Defensiveness is a natural response to criticism. When we feel attacked, we protect ourselves. The problem is that defensiveness is really a way of saying "the problem isn't me, it's you" -- which escalates the conflict instead of resolving it. Even when you're genuinely not at fault, a defensive response tells your partner: I'm not interested in understanding your experience.
Why it's destructive: Defensiveness blocks repair. When your partner brings up a concern and you immediately deflect, counter-attack, or play the victim, the original issue never gets addressed. It just gets buried under a new layer of conflict. Over time, your partner stops bringing things up at all -- not because the problems are resolved, but because trying to resolve them feels pointless.
The antidote: Take responsibility for even a small part. You don't have to accept full blame. You just have to accept some. Gottman found that when one partner takes even partial responsibility, it de-escalates the conflict dramatically. "You're right, I should have called. I'm sorry about that." Or: "I hear you. I could have handled that better."
This is hard. Taking responsibility when you feel attacked goes against every instinct. But it works. It tells your partner: your feelings are valid, and I care about this relationship more than I care about being right.
Horseman #4: Stonewalling
What it looks like: Shutting down. Walking away. Going silent. Staring at a screen. The "thousand-yard stare" during an argument. Physically present but emotionally checked out.

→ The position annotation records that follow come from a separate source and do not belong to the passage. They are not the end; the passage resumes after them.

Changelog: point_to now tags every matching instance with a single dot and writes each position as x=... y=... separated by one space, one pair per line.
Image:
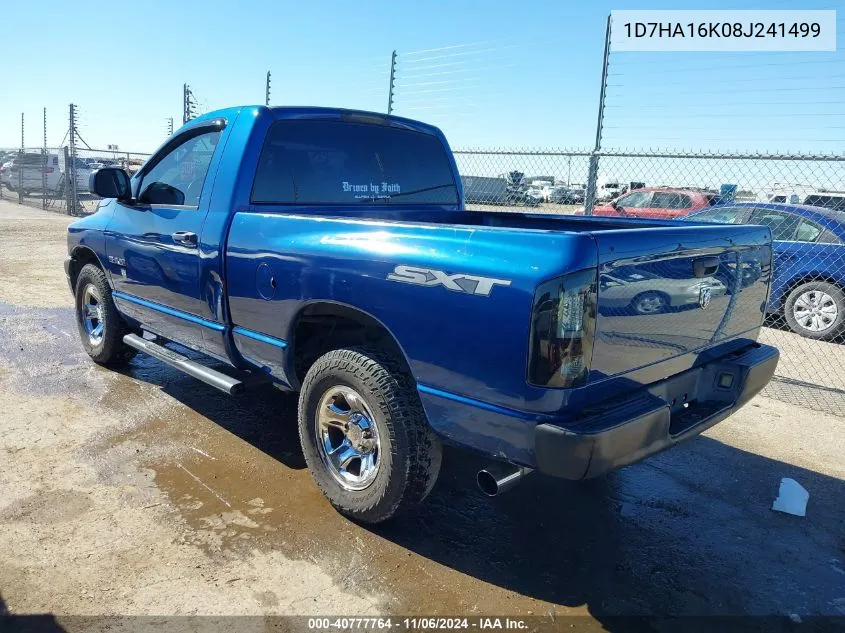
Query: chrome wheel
x=92 y=314
x=347 y=438
x=815 y=310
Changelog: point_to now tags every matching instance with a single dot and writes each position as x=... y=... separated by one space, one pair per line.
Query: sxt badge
x=458 y=282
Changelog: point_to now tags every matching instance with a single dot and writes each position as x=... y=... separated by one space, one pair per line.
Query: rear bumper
x=622 y=432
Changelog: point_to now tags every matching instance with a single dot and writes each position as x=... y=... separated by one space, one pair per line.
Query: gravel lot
x=145 y=492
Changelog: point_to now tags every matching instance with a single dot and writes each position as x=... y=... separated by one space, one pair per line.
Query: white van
x=30 y=171
x=607 y=188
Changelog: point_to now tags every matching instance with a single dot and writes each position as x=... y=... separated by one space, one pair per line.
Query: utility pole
x=20 y=170
x=392 y=84
x=592 y=177
x=44 y=165
x=70 y=163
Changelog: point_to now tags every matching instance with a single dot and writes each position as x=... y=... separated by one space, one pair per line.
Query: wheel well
x=79 y=258
x=322 y=327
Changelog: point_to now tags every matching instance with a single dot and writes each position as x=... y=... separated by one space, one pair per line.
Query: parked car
x=657 y=202
x=32 y=171
x=329 y=252
x=565 y=195
x=808 y=285
x=803 y=194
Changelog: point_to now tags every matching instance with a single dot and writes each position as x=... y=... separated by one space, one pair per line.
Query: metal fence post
x=68 y=200
x=392 y=83
x=44 y=164
x=20 y=166
x=592 y=177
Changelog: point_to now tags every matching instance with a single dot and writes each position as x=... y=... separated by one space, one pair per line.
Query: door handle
x=186 y=238
x=704 y=266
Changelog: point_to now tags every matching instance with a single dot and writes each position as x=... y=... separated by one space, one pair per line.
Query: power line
x=444 y=48
x=486 y=50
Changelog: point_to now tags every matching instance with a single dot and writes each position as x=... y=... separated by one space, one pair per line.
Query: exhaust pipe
x=500 y=477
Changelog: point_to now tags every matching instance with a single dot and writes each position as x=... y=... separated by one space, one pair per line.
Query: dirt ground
x=145 y=492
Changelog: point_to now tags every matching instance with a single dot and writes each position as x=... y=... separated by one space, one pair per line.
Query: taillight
x=562 y=329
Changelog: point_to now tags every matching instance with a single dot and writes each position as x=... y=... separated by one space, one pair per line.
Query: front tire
x=365 y=435
x=816 y=310
x=650 y=303
x=100 y=326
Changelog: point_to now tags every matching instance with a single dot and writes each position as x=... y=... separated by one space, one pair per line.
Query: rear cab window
x=320 y=162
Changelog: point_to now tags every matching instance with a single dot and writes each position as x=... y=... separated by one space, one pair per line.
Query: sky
x=489 y=73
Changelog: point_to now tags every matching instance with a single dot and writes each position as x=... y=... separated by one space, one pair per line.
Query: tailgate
x=664 y=292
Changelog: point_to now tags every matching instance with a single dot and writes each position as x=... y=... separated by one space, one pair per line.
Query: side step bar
x=209 y=376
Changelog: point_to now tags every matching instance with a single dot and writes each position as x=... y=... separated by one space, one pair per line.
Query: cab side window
x=177 y=179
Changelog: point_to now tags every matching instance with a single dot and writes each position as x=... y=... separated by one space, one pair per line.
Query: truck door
x=153 y=246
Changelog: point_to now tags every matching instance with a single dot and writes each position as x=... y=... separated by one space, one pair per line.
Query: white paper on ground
x=792 y=498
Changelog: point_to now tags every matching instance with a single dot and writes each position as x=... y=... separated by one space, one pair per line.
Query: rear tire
x=362 y=404
x=101 y=327
x=816 y=310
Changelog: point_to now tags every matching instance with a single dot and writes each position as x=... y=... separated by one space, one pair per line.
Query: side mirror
x=110 y=182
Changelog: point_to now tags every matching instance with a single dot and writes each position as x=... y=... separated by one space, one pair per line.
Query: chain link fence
x=800 y=196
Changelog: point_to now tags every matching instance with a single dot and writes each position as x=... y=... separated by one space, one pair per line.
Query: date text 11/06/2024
x=416 y=623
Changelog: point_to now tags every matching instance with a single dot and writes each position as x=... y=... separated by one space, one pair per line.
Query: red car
x=654 y=202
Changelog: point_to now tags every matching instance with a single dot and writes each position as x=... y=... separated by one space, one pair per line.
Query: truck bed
x=649 y=322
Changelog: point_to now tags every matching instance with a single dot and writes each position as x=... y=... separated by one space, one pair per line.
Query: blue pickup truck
x=329 y=252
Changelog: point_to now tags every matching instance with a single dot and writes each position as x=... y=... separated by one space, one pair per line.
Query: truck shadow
x=687 y=532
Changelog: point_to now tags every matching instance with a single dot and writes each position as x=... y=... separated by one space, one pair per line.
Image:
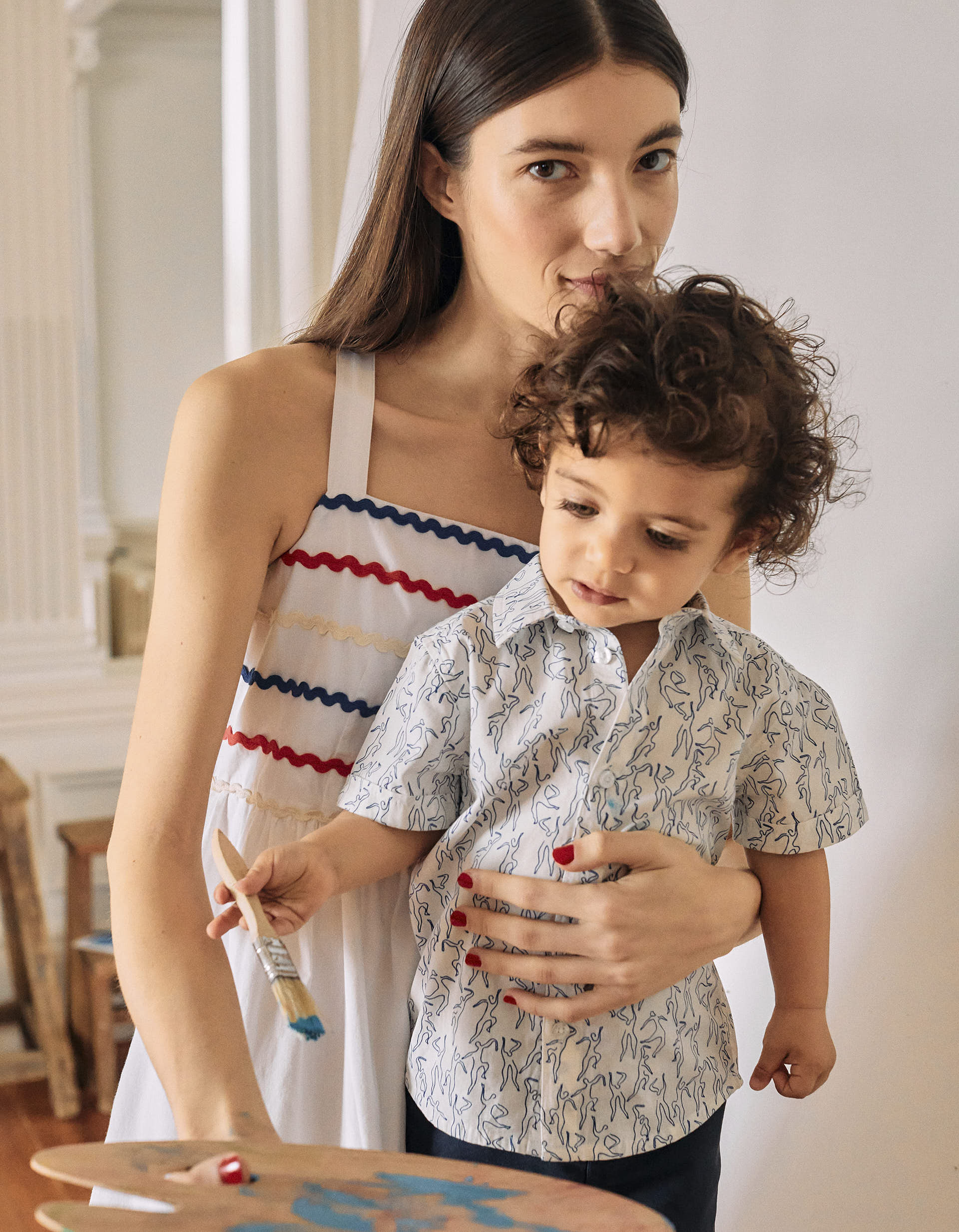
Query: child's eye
x=667 y=541
x=657 y=160
x=576 y=509
x=547 y=170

Stonewalling is usually a response to emotional flooding -- when your heart rate goes above 100bpm and your body enters fight-or-flight mode. Gottman's research shows that during stonewalling, the stonewaller's heart rate is often above 100bpm. They're not being cold on purpose. Their nervous system has literally shut down their ability to engage. Men stonewall in about 85% of heterosexual relationships, though it can happen in any dynamic.
Why it's destructive: To the person on the receiving end, stonewalling feels like abandonment. You're trying to connect, resolve, or even just fight -- and you're met with a wall. Over time, it teaches the other partner that emotional engagement is futile. Both people retreat into separate corners, and the relationship becomes two people coexisting in silence.
The antidote: Practice physiological self-soothing. When you feel yourself shutting down, say: "I'm getting overwhelmed and I need a break. I'm not leaving this conversation -- I just need 20 minutes to calm down, and then I want to come back to this." Then actually come back.
During the break, do something that lowers your heart rate. Walk. Breathe. Listen to music. Don't rehearse the argument in your head -- that keeps your nervous system activated. The key is that the break has a time limit and a promise to return. That transforms stonewalling from abandonment into self-regulation.
A pattern, not a personality
Here's what matters most: the Four Horsemen are patterns, not personality types. You're not "a criticizer" or "a stonewaller." You're a person who sometimes falls into these patterns under stress. Everyone does. Gottman's research found the Four Horsemen in every relationship he studied. The difference was frequency and repair.
Couples who stayed together weren't free of these patterns. They recognized them faster, interrupted them sooner, and repaired more often. That's the real skill: not perfection, but awareness and recovery.
Successful couples are not couples who never fight. They are couples who repair effectively after they fight.
Gottman, J. M., & Silver, N. (2012). What Makes Love Last? Simon & Schuster.
So the next time you catch yourself saying "you always" or rolling your eyes or shutting down mid-conversation -- pause. Name the horseman. And try the antidote. Not perfectly. Just try.
That's how you argue better. Not by arguing less -- but by catching the destructive patterns before they do their damage, and choosing something different.